What are the different kinds of web3 content that you are seeing and have you seen any geographical differences?
Ivan: I haven’t really seen too many differences in the content produced in various geographies. However I do see geographically specific discussions on regulations and application specific things. For example, content in the emerging markets may focus on the stability of the US dollar and stable coins being the superior alternative to local currency but apart from that I don’t really see many geographical differences. In short, don’t discount localising your content if there is a very strong use case tied to geography.
Pete: Like Ivan, I don’t really see many differences across geographies. In terms of the question around types of content, there’s many different kinds out there. The very common thing you’ll see on Twitter is the breakdown thread which is essentially a reworded version of the project information to create an easier read for most people.
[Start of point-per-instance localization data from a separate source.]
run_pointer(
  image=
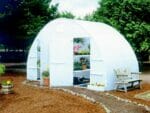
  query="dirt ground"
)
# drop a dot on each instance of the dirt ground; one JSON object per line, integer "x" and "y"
{"x": 131, "y": 94}
{"x": 28, "y": 99}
There’s also the curated project list type of content where people can discover various projects out there categorised by theme. Then you have news outlets that will cover the latest happenings in the web3 space and also the VC type of posts which get a bit more conceptual about what web3 is meant to do. Regardless of which type of content you go for, the question to ask yourself is, ‘What am I trying to get the person reading the post to do or think by the end of it?’
What are some tips you can share on getting better at writing?
Ivan: I see content as a bridge between people who have that in-depth knowledge and a more general audience. In order to bridge the gap in your writing, you have to read alot in order to know what you’re talking about — whether it’s different aspects of the crypto ecosystem, DeFi or NFTs. The other thing is to write. There is no substitute for writing. You’ve got to get started. It’s going to be difficult because writing is not natural or easy and is a craft that has to be practiced. But there’s no substitute for that and you just need to start.
Pete: One thing I did some time in the last 5–7 years was going down the YouTube rabbit hole and watch all these videos where they break down the language used by comedic acts and public speakers. When I watched those videos, I realised just how passive people usually are in receiving those sentences and it challenged me to be more active in thinking about the way I write. It made me realise that I was not thinking deeply about the way I communicate and that I needed to make more intentional word choices.